Sunday sketch #402
I’m in the middle of sharing a series of related designs – which started with Sunday sketch #400 and will end in another 2 weeks – and this week’s might be my favourite.
Remember that the series started with clamshells: each one was made from the quarter-circle curves of four adjacent blocks and contained a half-circle or a full circle (cut in half) in the middle.
This week’s design is much the same, with one small tweak: two of the four blocks in each clamshell have been flipped and rotated, so the inner half-circle is vertical in 2 quadrants of the clamshell and horizontal in the other two. Colouring the quarter- and half-circles differently helps to create smaller breaking waves within the larger clamshell waves.

Don’t you just love it?!
The fact that the breaking waves change direction in each row also helps to create more movement.
I chose a three-colour palette for this design, although I think you could expand the palette (but not reduce it: a two-colour palette won’t work). These versions are all a little wacky, but I created them using the ‘Randomize’ feature in Electric Quilt 8, which often comes up with some pretty interesting colour combos.

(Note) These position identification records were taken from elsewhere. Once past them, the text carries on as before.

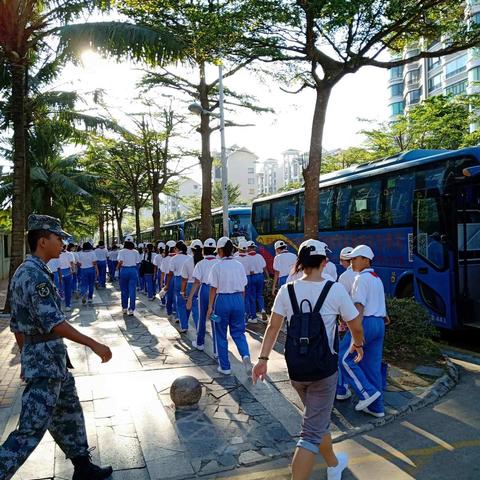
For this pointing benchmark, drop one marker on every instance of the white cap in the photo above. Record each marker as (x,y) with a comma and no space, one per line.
(210,243)
(222,242)
(345,252)
(196,244)
(314,247)
(361,251)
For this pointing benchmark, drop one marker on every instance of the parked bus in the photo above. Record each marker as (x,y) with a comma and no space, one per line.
(419,211)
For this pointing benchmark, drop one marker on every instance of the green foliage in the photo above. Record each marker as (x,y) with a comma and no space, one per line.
(411,334)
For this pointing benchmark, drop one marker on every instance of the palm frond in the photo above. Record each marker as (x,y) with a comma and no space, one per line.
(121,40)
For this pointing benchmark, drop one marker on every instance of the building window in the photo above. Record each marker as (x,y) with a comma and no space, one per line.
(396,90)
(397,108)
(435,82)
(456,66)
(457,88)
(396,72)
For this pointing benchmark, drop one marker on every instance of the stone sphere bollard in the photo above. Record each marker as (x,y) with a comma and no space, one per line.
(186,392)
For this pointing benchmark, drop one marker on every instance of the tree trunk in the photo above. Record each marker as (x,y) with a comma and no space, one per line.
(19,161)
(311,173)
(101,226)
(205,161)
(156,206)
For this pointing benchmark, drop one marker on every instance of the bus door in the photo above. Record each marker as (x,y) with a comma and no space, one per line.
(432,259)
(467,224)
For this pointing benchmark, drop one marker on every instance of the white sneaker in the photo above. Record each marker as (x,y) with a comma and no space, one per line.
(374,414)
(335,473)
(198,347)
(345,396)
(247,363)
(363,404)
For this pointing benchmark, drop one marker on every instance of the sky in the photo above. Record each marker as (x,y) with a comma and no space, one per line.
(362,95)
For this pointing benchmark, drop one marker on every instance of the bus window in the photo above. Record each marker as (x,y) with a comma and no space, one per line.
(398,199)
(325,209)
(365,204)
(284,214)
(261,218)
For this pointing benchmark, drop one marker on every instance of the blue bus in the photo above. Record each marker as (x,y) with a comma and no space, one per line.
(419,211)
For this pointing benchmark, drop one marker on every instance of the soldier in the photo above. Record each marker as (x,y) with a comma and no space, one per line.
(50,401)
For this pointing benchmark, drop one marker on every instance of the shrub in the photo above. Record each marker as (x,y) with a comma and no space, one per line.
(411,333)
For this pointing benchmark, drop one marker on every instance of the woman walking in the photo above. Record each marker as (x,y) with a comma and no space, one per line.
(312,359)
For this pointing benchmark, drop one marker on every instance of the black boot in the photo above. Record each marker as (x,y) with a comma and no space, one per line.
(86,470)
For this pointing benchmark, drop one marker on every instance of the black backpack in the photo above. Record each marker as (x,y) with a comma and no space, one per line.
(307,351)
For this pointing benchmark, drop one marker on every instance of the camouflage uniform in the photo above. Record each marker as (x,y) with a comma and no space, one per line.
(50,401)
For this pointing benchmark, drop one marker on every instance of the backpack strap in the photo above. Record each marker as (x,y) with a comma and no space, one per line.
(323,296)
(293,298)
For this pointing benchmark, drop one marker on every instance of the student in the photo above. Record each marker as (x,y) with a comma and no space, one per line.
(348,276)
(187,279)
(169,293)
(66,263)
(283,264)
(128,259)
(227,291)
(318,392)
(201,276)
(148,270)
(87,260)
(174,281)
(113,262)
(368,295)
(101,253)
(258,272)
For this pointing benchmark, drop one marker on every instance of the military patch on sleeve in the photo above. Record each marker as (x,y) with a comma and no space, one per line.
(43,290)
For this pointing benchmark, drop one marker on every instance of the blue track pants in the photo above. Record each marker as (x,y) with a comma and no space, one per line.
(231,309)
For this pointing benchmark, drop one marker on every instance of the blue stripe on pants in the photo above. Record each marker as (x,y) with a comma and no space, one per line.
(231,309)
(366,376)
(128,286)
(88,282)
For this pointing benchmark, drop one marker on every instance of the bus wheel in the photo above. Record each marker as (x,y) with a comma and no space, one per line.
(405,290)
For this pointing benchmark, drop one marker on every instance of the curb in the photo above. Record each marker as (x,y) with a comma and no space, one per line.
(440,388)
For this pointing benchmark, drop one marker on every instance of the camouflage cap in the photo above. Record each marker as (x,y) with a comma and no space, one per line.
(45,222)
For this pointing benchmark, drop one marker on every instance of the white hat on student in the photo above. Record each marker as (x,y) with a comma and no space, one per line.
(344,254)
(222,242)
(210,243)
(361,251)
(196,244)
(314,247)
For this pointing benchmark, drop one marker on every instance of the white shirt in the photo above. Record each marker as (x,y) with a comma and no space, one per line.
(53,264)
(202,269)
(176,264)
(347,278)
(284,262)
(187,269)
(337,303)
(101,254)
(228,276)
(256,263)
(368,290)
(331,269)
(243,258)
(86,259)
(65,260)
(130,258)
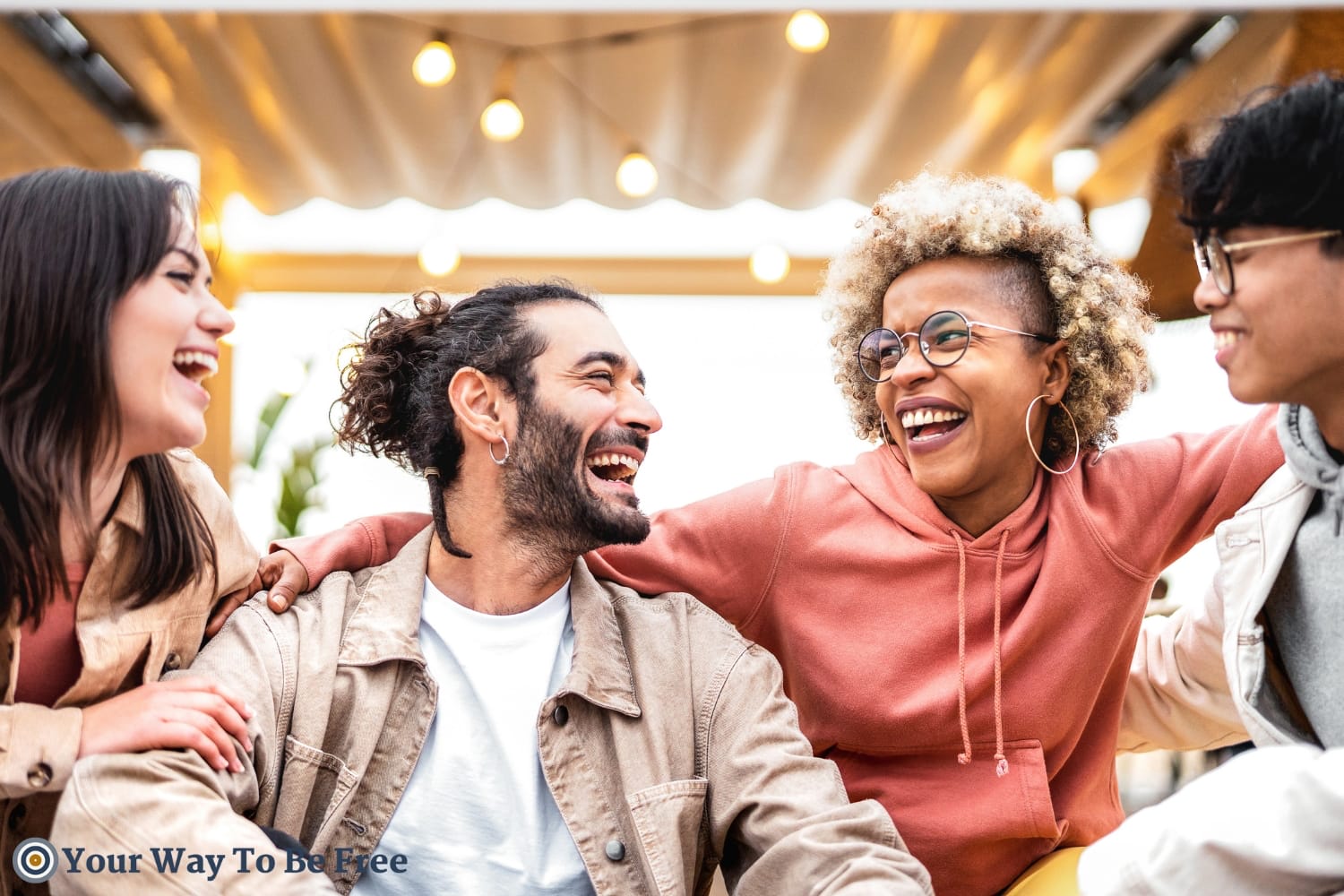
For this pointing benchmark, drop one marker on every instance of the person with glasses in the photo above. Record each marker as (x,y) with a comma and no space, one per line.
(956,610)
(1263,653)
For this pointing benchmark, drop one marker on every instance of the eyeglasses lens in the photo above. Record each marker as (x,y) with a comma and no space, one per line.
(943,338)
(878,355)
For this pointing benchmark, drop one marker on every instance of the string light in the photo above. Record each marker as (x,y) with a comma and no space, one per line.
(502,120)
(636,175)
(440,257)
(435,64)
(769,263)
(806,31)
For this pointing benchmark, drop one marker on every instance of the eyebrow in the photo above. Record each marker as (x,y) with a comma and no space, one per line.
(613,359)
(193,260)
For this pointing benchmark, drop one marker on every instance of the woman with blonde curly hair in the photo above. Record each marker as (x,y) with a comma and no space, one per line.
(954,611)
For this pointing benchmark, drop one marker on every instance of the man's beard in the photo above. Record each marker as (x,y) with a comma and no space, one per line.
(551,508)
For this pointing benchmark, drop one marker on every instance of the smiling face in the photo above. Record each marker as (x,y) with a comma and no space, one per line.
(960,427)
(581,435)
(1279,335)
(163,344)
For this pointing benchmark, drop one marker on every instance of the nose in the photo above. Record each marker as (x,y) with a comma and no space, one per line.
(1207,296)
(637,413)
(214,317)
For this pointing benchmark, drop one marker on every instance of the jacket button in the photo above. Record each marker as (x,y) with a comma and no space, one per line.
(39,775)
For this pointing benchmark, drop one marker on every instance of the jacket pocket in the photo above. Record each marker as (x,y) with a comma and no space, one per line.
(312,788)
(669,820)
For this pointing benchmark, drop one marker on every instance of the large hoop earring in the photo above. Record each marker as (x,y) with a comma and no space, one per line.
(1078,445)
(499,461)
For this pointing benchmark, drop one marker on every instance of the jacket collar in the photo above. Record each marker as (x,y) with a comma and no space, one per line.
(386,626)
(601,669)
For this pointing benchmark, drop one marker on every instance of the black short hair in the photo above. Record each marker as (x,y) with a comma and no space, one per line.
(1277,161)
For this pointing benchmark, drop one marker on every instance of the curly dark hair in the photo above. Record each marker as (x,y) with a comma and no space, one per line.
(1276,163)
(395,387)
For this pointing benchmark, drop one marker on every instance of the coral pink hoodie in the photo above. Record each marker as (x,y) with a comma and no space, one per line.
(882,613)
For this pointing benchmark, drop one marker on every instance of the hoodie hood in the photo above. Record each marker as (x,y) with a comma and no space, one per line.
(1311,460)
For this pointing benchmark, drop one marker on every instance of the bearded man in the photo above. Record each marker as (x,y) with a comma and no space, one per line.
(481,715)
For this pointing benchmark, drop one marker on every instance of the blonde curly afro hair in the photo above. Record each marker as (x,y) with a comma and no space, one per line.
(1099,309)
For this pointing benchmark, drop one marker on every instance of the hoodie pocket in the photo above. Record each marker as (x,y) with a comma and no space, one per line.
(669,820)
(961,817)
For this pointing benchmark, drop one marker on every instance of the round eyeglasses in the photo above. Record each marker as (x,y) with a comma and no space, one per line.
(1215,257)
(943,340)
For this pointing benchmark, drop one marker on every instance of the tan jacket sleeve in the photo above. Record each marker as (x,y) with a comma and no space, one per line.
(166,798)
(38,748)
(1177,694)
(779,815)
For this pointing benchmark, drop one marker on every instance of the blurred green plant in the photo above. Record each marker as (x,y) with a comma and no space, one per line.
(298,476)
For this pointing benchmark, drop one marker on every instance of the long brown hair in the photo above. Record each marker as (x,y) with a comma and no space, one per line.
(73,244)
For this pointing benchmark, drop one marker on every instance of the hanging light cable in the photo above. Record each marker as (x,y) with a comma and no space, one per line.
(503,120)
(435,65)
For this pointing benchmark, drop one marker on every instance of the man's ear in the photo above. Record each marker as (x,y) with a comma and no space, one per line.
(1058,373)
(476,401)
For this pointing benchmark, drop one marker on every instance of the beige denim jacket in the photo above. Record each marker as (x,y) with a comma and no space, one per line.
(121,649)
(669,748)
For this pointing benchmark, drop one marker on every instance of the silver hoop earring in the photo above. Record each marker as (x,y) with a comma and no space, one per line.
(1072,422)
(499,461)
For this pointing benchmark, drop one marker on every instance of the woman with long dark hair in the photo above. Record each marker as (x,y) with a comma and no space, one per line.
(115,544)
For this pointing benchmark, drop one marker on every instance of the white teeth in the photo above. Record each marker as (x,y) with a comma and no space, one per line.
(196,359)
(609,460)
(926,417)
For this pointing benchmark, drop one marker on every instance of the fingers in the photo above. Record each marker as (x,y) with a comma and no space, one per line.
(199,731)
(209,688)
(225,608)
(285,578)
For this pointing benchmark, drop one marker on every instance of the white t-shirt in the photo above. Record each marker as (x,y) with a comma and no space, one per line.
(478,817)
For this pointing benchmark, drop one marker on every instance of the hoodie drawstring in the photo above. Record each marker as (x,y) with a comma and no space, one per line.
(964,758)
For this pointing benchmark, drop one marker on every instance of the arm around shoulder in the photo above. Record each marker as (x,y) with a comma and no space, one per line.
(1177,694)
(792,825)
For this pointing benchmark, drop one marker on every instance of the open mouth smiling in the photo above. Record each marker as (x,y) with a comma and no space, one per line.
(926,424)
(613,466)
(195,366)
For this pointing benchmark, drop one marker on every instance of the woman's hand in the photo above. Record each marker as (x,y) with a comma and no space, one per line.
(191,713)
(281,573)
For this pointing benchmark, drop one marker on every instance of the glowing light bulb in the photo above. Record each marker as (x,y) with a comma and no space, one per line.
(502,120)
(435,65)
(440,257)
(806,31)
(769,263)
(636,177)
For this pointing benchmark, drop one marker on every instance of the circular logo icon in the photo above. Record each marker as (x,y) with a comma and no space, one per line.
(35,860)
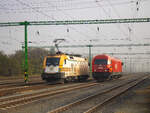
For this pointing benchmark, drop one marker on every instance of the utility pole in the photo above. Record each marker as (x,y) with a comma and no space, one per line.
(26,52)
(90,60)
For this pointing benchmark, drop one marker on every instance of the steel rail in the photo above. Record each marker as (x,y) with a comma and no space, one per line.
(66,107)
(131,85)
(19,100)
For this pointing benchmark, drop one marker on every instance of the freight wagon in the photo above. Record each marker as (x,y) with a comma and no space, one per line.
(106,67)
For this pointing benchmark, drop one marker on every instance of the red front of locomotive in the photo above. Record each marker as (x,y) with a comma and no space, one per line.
(104,66)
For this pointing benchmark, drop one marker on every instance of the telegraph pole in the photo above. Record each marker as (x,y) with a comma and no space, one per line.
(26,52)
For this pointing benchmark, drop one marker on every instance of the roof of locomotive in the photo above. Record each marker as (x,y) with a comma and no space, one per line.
(104,56)
(68,56)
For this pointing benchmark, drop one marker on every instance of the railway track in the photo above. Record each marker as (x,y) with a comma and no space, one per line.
(17,100)
(106,96)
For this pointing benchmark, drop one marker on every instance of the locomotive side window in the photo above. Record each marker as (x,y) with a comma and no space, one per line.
(52,61)
(100,61)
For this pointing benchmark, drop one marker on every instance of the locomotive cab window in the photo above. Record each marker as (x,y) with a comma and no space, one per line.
(52,61)
(100,61)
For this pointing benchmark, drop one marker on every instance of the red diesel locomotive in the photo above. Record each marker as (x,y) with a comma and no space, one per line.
(106,67)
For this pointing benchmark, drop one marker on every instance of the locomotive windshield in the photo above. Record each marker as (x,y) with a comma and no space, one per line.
(100,61)
(52,61)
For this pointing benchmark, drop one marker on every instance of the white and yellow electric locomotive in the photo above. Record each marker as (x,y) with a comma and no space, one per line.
(63,67)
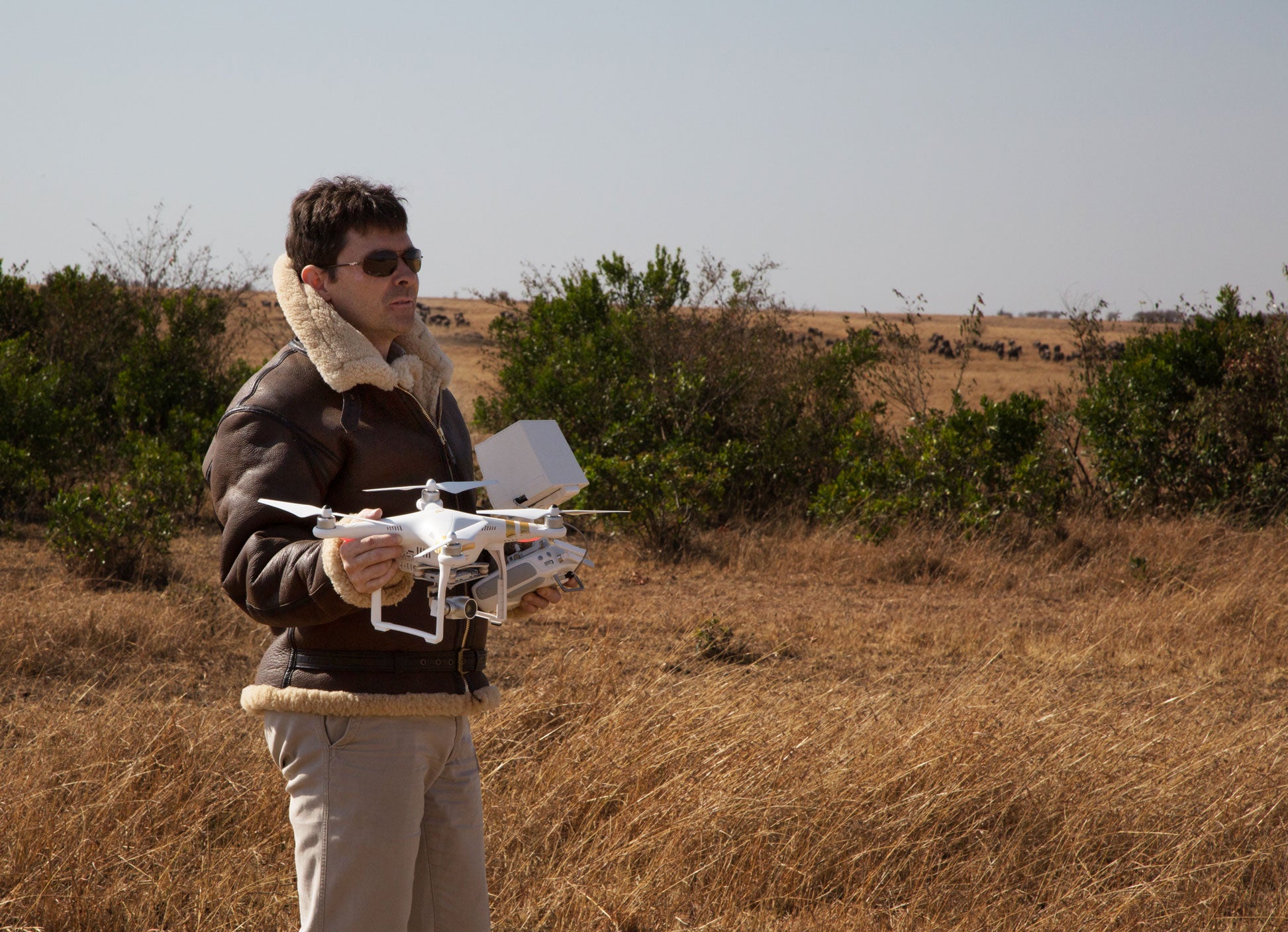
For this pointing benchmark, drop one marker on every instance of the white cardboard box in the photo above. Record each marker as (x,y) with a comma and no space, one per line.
(532,465)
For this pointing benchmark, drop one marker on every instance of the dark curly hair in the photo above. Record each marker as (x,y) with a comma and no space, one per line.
(322,216)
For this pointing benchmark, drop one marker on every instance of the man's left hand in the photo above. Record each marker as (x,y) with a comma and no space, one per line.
(536,600)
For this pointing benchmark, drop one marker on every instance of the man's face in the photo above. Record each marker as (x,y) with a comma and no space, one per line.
(379,308)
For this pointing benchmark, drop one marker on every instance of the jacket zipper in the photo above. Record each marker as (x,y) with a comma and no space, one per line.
(438,429)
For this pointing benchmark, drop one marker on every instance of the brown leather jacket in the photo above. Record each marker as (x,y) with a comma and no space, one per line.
(321,421)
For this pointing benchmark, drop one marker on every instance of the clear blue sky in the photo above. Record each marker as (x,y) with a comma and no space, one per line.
(1128,150)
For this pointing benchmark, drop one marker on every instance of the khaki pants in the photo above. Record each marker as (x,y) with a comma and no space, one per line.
(388,821)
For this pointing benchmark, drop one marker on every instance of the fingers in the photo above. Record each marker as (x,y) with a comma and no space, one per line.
(372,563)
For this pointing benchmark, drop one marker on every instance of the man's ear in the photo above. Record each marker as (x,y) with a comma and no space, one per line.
(316,279)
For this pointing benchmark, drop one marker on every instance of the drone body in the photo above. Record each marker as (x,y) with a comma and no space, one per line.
(446,546)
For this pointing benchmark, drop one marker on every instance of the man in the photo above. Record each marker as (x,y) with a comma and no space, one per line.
(370,730)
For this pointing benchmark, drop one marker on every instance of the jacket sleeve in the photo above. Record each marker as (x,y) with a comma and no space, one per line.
(271,564)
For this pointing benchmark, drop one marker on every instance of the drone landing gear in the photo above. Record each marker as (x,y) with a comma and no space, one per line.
(430,636)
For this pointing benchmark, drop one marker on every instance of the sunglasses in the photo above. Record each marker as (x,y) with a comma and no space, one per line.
(383,263)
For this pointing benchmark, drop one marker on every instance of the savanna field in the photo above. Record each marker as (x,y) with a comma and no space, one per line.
(1077,726)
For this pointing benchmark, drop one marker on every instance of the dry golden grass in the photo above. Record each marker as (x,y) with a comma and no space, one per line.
(1071,729)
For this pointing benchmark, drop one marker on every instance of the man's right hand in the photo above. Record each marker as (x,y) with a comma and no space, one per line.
(372,563)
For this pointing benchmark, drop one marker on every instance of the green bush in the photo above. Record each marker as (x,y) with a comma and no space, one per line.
(114,383)
(962,469)
(1197,418)
(111,535)
(40,436)
(688,418)
(23,486)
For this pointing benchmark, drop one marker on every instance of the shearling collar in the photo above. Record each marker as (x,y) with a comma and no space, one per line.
(346,358)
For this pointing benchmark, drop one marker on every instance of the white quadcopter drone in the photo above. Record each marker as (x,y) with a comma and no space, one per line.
(444,547)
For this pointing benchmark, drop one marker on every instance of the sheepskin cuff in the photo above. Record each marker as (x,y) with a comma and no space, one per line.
(392,594)
(321,702)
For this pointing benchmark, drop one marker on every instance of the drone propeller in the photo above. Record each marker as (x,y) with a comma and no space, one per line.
(553,512)
(450,541)
(429,485)
(305,510)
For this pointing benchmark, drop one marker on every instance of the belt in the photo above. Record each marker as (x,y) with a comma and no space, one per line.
(467,661)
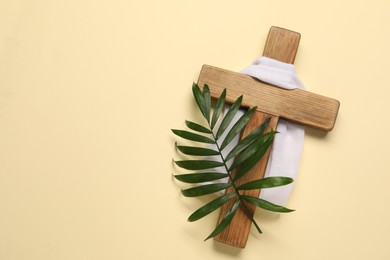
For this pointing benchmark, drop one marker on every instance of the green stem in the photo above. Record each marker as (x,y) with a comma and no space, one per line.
(242,202)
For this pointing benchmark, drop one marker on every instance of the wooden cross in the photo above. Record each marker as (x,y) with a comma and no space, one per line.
(296,105)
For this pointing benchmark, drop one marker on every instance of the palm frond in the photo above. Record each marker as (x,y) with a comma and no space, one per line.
(210,160)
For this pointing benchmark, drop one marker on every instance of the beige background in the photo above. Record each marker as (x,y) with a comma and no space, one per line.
(90,89)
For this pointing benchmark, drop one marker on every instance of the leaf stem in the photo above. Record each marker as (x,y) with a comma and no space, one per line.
(242,202)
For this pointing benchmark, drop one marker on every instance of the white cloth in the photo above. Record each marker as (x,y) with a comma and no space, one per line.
(288,144)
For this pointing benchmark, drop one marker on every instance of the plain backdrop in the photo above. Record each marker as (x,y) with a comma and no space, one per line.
(89,91)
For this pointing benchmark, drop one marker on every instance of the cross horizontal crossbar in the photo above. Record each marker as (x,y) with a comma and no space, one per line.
(296,105)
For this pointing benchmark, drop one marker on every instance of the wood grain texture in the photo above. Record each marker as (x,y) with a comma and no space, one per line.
(296,105)
(237,233)
(282,44)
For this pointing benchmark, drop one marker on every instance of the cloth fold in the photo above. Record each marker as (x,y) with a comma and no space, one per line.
(288,144)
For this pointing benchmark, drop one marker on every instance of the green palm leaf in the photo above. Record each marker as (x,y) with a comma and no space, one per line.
(207,101)
(218,109)
(200,177)
(244,143)
(226,220)
(197,151)
(266,204)
(197,127)
(198,164)
(251,149)
(210,207)
(269,182)
(253,159)
(246,153)
(229,117)
(193,137)
(205,189)
(238,126)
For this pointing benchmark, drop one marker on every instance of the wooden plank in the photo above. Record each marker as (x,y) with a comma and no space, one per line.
(277,40)
(237,233)
(296,105)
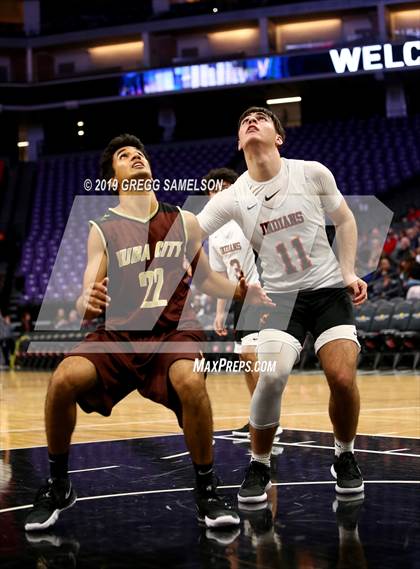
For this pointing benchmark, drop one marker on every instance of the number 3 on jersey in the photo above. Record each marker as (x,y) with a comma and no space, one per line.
(150,278)
(304,260)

Here’s one of my fallback palettes: Kona Gotham Grey, Banana Pepper and Ballet Slipper (although the colours never look the same in real life as they do on the screen).

I like the idea of using more closely related shades too, to give the feel of a frothy, bubbly mixture of something (water, if you used blues).

I really love this design, and I’d love to see it made in fabric (speaking of which, I think it would make a great fabric design, too). I’d need to make a few blocks (probably using templates) to get comfy with the idea of double curves before committing to a full quilt. It would be a lot of repetitive piecing, but the overall effect would be cool.
Discover more from Geometriquilt
Subscribe to get the latest posts sent to your email.

I LOVE the pink, blue, and red one!!
Love these with the curves. I am not sure what you mean by the double curves, but if you mean what I think you mean, just sew the smaller first and add the bigger. I put this in EQ8 and with a couple clicks of the symmetry button, you get a classic swirl pattern that I have been meaning to make for about 15 years! plus some other very interesting ones. Thanks for making me open my EQ again for the first time in at least 6 months. So many ideas, so little time, right? But you seem to have more discipline than I do. Keep going. You brighten my Sundays.
Yes – you’re right, I could sew the smaller first and add the bigger, or sew the bigger and subcut it to add the smaller. Now I just need to try it! Glad it prompted you to brush off EQ8 – it’s fun to play around with.